Mr. Dellums’s message to CRISP and the social work community was to think big. For him the biggest problem confronting the United States is poverty. He believed poverty is much more than the lack of resources and should not be conflated with welfare. He said poverty was multidimensional and must be addressed through various dimensions—health, economics, education, justice and housing. He believed that solving the problems of poverty will create jobs. He believed social work is obligated to put poverty at the center of the discussion about improving society for the many rather than the few.

In his autobiography, Lying Down with the Lions: A Public Life from the Streets of Oakland to the Halls of Power, he wrote about the critical role his social work training played in him becoming an effective public servant: “. . . working for progress in the real world demands that one learns how to escape the narrow confines of received assumptions and theories. This means constantly reassessing, moving forward, and refusing to be bound by old ways of thinking, while remaining true to core principles.” He credited his social work mentor with helping him avoid the trap of ideological rigidity. Colleagues on both sides of the congressional aisle often praised him for his willingness to listen and sometimes acquiesce to policy proposals that were different than his own.

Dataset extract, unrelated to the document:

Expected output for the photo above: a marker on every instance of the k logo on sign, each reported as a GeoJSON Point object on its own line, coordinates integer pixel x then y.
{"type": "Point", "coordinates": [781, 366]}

Congress needs more legislators like Ron Dellums. We need more social workers in Congress because our values, skills and knowledge make us exceptional public officials. Our goal is to double the number of social workers in Congress. To that end, 40 social workers have gone through training at our political Boot Camp. I believe several will eventually be elected to Congress and others will be working on political campaigns helping social workers and other like-minded candidates win seats in local, state and national legislative bodies.

Ronald V. Dellums was a rare statesman in today’s political arena and a social worker who made us proud. He closed the introduction of his book with this statement: “For in one sense—whether as a caseworker, a group worker, a community organizer, or a national legislator—I would never stop being a social worker, no matter how far my calling stretched the boundaries of that profession.”